Es ist einer der größten Tage im DDR-Sport – historisch, einmalig, sensationell. Am 28. Februar 1960 schreibt Helmut Recknagel deutsche und internationale Sportgeschichte.
Schlusstag bei den Olympischen Winterspielen in Squaw Valley: Neben dem Eishockey-Finale findet noch das Skispringen statt. Die Skandinavier gelten auch dieses Mal als große Anwärter auf die Medaillen. Doch die Rechnung machen sie ohne den DDR-Athleten.

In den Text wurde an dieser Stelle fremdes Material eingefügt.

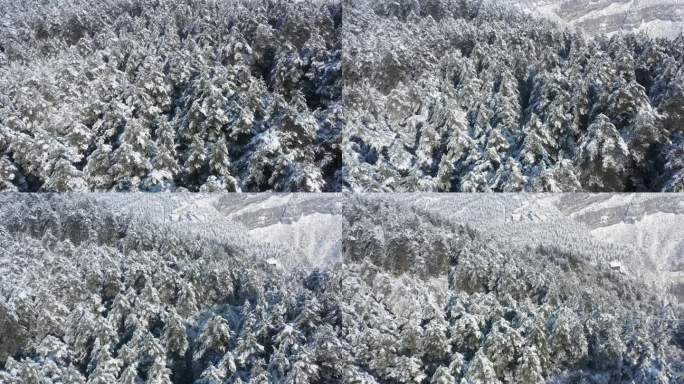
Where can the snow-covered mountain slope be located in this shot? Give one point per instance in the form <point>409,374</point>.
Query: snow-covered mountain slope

Recknagel schreibt dreifache Sportgeschichte
Recknagel gewinnt sensationell vor dem Finnen Niilo Halonen und Otto Leodolter aus Österreich – mit dem damals noch üblichen Stil, die Arme nach vorn zu strecken. Damit sorgt der Skispringer aus dem thüringischen Steinbach-Hallenberg gleich mehrfach für ein Novum.
Er ist der erste Deutsche, der bei Olympischen Spielen Gold im Skispringen gewinnt. Zugleich durchbricht er die jahrzehntelange Dominanz der Skandinavier, die bis dahin alle Olympiasiege unter sich ausgemacht haben. Und mit seinem Sieg ist Recknagel auch Weltmeister, da der Spezialsprunglauf zugleich als Weltmeisterschaft ausgetragen wurde. Ein historischer Tag für Recknagel und die DDR!

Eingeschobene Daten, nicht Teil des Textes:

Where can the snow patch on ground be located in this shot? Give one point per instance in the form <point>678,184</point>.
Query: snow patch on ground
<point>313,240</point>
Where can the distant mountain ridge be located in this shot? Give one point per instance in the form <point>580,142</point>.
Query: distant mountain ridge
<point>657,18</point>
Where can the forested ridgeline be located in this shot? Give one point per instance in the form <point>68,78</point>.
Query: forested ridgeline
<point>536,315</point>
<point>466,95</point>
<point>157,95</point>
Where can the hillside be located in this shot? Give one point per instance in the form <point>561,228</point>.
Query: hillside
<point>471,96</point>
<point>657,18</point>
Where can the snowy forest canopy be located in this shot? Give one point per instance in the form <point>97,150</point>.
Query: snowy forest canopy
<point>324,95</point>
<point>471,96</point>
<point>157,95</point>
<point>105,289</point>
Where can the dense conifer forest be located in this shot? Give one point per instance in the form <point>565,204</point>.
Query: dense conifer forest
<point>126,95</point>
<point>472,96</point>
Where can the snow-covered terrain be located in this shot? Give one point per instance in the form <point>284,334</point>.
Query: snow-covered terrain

„An dem Tag passte alles. Das Wetter war herrlich, ich hatte das notwendige Selbstvertrauen, hatte Kraft, Mut, Konzentration, die Weiten stimmten, die Haltung“, sagt der heutige 88-Jährige der „Welt“.
„Ich bin meiner Favoritenrolle gerecht geworden. In beiden Durchgängen setzte ich alles auf eine Karte, ging volle Pulle und flog beide Male am weitesten. Das war schon toll.“
Deutscher Skispringer lässt die Muskeln spielen
Der Druck auf Recknagel war groß. Er musste liefern. Schließlich hatte er einen Tag vorher einen Spruch gebracht, der mutig war, aber auch gefährlich.
„Ich saß mit Langläufern und Nordischen Kombinierern abends auf dem Zimmer, und wir diskutierten über die Wettkämpfe. Als ich gegen 23 Uhr das Zimmer verließ, sagte ich ihnen: ‚Wenn morgen einer gewinnt, dann bin ich das und kein anderer‘, und schloss hinter mir die Tür“, erzählt er.

Mit seinem Olympiasieg von 1960 prägt Recknagel zahlreiche Generationen nach ihm. Nicht wenige Stars wie Sven Hannawald und Martin Schmitt betonen häufig, dass Recknagel großen Einfluss auf ihre Karrieren hatte.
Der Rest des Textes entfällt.